Wednesday, October 20, 2010

Exhausted

The days are long when you wake at 5 am especially when you go to sleep at midnight. This has been my schedule off and on since Steve died. It seems a blessing when I can go back to sleep until 7 or 8. But most mornings, I wake up before the sun and lay in bed thinking, thinking, thinking and all too conscious that I am alone in the bed. Finally, I have no choice but to get up and go downstairs, hoping the New York Times will have been delivered and I can make my smoothie and start the real day.

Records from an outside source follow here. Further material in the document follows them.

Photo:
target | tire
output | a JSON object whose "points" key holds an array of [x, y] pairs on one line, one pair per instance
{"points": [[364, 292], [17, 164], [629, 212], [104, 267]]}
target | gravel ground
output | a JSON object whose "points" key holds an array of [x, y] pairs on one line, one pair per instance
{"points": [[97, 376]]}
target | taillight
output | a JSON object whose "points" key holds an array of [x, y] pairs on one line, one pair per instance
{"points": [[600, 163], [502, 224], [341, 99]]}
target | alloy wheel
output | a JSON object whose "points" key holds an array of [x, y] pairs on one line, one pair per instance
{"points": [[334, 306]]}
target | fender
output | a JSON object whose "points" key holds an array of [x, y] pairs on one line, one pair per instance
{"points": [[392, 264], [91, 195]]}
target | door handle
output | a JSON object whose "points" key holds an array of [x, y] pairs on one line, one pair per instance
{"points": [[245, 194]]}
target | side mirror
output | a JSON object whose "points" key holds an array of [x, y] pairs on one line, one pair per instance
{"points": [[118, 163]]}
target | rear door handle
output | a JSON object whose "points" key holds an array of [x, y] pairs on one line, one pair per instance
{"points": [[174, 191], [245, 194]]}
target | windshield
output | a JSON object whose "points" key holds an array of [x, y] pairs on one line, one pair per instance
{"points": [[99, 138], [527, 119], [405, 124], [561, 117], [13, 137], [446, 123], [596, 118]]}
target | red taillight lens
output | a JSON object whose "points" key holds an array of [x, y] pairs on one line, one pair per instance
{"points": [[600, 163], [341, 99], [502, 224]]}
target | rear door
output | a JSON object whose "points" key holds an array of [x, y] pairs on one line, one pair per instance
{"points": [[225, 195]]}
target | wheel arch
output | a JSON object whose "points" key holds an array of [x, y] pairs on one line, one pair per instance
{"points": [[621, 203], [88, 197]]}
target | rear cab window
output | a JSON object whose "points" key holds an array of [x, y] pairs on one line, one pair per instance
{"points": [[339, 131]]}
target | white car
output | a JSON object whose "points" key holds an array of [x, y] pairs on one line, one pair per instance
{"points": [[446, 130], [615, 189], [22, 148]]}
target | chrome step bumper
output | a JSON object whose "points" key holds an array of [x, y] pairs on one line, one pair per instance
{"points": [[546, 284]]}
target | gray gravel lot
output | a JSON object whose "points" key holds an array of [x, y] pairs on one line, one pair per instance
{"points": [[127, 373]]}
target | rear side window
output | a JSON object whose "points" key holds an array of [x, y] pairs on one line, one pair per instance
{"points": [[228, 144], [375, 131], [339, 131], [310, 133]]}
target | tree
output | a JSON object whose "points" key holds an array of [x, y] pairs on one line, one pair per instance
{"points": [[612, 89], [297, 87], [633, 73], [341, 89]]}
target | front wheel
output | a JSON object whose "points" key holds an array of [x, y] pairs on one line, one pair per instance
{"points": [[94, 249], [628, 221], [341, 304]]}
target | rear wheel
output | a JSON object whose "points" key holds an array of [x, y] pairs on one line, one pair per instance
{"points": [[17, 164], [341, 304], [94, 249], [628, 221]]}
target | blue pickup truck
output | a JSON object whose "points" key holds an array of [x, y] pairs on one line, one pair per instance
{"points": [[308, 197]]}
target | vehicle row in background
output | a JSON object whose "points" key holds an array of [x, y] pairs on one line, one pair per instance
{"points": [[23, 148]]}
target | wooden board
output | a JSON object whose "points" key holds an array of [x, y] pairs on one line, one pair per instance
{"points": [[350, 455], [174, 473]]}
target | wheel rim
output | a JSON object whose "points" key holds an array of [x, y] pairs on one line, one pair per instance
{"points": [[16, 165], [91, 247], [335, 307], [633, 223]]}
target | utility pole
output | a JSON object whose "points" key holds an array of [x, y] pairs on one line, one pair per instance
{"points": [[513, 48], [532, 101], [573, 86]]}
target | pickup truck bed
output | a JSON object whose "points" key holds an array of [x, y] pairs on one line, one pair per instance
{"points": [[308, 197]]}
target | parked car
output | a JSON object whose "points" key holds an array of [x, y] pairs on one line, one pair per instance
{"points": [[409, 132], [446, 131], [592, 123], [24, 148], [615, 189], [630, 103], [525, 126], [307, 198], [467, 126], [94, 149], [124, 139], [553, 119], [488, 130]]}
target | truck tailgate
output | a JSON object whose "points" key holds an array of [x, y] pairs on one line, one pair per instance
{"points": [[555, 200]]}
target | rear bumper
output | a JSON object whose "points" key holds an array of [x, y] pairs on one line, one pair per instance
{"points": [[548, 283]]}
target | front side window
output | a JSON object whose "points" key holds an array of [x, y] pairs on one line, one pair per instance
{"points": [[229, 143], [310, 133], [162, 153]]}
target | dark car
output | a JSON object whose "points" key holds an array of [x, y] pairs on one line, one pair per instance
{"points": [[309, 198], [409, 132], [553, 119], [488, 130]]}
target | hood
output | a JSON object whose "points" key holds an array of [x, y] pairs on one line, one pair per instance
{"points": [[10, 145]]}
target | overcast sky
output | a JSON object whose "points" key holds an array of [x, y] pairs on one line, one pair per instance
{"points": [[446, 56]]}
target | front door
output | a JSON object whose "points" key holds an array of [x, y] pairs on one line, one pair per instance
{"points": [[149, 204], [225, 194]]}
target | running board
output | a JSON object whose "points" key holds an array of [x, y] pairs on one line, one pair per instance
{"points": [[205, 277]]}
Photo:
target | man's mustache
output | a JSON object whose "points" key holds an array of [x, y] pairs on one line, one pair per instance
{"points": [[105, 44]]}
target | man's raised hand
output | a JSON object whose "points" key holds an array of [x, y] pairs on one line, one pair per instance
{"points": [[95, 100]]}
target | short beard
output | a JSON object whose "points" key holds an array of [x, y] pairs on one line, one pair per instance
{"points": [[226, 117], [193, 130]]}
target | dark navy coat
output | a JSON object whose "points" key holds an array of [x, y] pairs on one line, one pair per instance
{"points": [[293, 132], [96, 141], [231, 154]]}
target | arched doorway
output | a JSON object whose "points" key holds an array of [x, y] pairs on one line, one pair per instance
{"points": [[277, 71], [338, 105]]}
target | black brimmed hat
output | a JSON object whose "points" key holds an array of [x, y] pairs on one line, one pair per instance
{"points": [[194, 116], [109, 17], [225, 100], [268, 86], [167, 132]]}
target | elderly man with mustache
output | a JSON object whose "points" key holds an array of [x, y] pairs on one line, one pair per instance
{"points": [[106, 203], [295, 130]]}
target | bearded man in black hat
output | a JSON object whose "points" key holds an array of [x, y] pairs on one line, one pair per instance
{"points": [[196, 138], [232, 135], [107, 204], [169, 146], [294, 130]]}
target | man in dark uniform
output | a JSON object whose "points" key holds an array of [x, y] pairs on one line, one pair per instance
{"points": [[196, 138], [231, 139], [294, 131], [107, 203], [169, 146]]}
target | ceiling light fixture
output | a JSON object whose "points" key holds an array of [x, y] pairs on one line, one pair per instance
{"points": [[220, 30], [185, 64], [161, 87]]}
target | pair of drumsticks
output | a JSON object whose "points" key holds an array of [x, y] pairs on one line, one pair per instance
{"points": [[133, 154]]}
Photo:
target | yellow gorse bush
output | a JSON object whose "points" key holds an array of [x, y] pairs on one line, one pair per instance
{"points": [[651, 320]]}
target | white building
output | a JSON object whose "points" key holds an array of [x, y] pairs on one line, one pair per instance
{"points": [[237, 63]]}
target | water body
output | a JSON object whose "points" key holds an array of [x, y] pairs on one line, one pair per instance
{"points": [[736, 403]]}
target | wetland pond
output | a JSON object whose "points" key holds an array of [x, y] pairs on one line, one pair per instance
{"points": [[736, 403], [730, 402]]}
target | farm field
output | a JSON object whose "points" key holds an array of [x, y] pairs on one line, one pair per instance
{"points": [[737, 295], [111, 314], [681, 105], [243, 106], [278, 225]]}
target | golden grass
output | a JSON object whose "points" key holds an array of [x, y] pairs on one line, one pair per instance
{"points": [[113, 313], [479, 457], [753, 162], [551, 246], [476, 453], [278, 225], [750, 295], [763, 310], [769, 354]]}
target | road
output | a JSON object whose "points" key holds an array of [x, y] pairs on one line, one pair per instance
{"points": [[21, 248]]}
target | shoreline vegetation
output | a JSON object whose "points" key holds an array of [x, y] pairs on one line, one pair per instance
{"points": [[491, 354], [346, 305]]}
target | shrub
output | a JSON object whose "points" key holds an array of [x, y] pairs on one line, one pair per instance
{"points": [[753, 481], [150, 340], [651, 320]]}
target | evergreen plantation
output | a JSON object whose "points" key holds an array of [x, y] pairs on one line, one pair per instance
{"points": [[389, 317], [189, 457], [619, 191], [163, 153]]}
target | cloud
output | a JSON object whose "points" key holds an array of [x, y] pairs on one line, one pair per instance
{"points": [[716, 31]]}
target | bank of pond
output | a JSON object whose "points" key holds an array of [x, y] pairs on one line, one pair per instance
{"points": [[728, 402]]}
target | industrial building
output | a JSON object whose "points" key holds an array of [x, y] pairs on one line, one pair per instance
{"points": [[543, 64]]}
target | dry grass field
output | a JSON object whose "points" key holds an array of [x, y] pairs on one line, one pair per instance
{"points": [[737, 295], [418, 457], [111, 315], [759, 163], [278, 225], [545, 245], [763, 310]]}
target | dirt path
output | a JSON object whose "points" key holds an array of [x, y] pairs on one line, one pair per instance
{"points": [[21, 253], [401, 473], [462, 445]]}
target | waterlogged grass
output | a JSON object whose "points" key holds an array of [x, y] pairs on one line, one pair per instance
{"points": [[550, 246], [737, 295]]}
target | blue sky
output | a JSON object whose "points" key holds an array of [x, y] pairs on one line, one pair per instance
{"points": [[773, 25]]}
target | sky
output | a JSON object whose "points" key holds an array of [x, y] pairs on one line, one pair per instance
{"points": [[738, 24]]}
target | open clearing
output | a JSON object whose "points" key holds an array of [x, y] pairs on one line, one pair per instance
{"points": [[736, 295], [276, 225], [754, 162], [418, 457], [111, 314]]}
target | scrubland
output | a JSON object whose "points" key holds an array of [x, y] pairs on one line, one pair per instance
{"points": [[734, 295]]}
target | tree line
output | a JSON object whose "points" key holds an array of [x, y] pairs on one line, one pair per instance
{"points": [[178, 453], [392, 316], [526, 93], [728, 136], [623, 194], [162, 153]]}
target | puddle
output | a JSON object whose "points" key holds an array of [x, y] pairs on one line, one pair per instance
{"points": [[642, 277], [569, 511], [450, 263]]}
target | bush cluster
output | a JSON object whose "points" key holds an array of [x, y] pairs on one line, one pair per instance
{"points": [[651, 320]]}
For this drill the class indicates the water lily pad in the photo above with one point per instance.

Everyone says I’m doing great but I’m not exactly sure what they mean by that. I have no training or experience in this role. I never watched my mom go through this. I just keep having these weird, almost out of body experiences. Like this morning when I met Joan to go through the documents in Steve’s safe deposit box. We sat together in the tiny room and I made small talk with the bank officer but inside I get saying to myself, “What the hell am I doing here?” Then when we were through, I went off to buy a new pair of glasses—business as usual, in other words.

1 comment:

Toni G said...

Welcome to my world. Always was a fairly late sleeper and now like a clock it is Willy Geist on MSNBC at 5:30 a.m. followed by Joe & Mica ........ then the day begins.
They have become my faithful coffee partners.